Localised angiosarcomas: the identification of prognostic factors and analysis of treatment impact. A retrospective analysis from the French Sarcoma Group (GSF/GETO)
- PMID: 22967726
- DOI: 10.1016/j.ejca.2012.08.016
Localised angiosarcomas: the identification of prognostic factors and analysis of treatment impact. A retrospective analysis from the French Sarcoma Group (GSF/GETO)
Abstract
Background: Angiosarcomas represent less than 2% of all adult soft tissue sarcomas. Prognostic factors and the role of (neo-) adjuvant treatments in the management of localised angiosarcomas require further investigation.
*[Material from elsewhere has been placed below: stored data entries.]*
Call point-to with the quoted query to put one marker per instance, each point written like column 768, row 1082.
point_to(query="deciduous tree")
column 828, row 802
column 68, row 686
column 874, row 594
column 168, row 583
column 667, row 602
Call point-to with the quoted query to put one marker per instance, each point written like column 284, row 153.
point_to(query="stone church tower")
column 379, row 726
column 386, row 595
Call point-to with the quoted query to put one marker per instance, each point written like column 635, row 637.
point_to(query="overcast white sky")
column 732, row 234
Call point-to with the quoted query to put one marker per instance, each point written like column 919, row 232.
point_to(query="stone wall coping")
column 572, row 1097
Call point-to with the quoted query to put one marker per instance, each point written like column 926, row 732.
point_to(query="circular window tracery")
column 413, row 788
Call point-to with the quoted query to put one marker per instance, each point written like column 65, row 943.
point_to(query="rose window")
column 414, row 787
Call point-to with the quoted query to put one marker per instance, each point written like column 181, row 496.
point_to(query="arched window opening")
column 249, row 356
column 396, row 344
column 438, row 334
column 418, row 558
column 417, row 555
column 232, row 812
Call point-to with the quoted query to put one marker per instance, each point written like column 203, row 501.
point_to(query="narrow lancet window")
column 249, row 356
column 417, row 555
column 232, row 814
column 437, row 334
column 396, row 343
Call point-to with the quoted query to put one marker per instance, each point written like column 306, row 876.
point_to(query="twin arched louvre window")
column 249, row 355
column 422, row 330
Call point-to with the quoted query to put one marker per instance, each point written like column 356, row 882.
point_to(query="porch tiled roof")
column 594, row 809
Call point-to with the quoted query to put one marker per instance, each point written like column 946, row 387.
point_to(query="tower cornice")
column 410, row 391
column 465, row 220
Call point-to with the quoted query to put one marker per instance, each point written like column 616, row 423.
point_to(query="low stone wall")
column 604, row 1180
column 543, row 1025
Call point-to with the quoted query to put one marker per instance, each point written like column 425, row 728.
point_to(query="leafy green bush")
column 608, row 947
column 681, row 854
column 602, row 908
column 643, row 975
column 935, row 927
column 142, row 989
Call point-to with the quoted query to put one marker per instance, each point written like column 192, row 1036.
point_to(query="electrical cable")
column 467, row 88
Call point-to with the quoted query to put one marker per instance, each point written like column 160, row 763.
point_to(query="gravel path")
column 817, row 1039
Methods: We have conducted a retrospective multicenter study (June 1980 to October 2009) of 107 patients with localised angiosarcomas. All of the cases were centrally reviewed by a certified pathologist. Univariate and multivariate analyses were conducted to identify independent poor prognostic factors (PF). Overall survival (OS) and Local Recurrence-Free Survival (LRFS) were estimated using the Kaplan-Meier method. The effect of treatments was explored using the Cox model after adjusting for the PF.
Results: The median age was 71 years. 22.4% and 62.6% developed an angiosarcoma in pre-existing lymphoedema and within irradiated tissue respectively. The median OS, LRFS and Disease Recurrence-Free Survival (DRFS) were 38.8, 27 and 36.1 months, respectively. In multivariate analysis, the following parameters influenced the OS: lymphoedema (Hazard ratio (HR)=2.0) and size >5cm (HR=1.5). After adjustment to these PF, R0 margins was the only treatment parameter that improving the OS (HR=0.2). In the multivariate analysis, the LRFS was influenced by an age >70 (HR=1.8) and pre-existing lymphoedema (HR=2.0). After adjustment for these PF, R0 margins (HR=0.5) and adjuvant radiotherapy (HR=0.3) improved the LRFS.
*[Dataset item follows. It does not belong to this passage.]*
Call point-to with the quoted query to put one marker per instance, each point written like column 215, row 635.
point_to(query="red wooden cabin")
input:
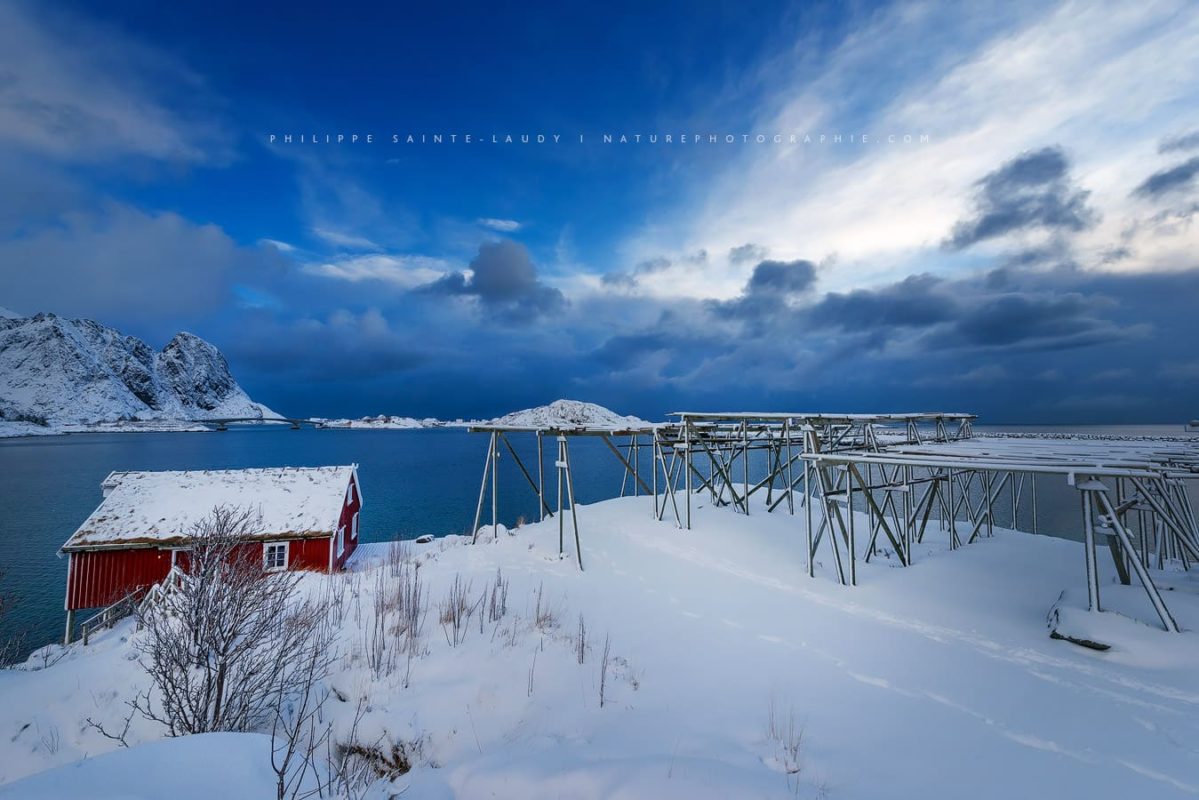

Conclusions: Our results suggest the following points: (i) pre-existing lymphoedema, tumour size and age >70 are probably the major prognostic factors in patients with localised angiosarcomas; (ii) the achievement of R0 margins is probably of major importance for improving the patient outcome and (iii) adjuvant radiotherapy probably decreased the risk of local recurrence.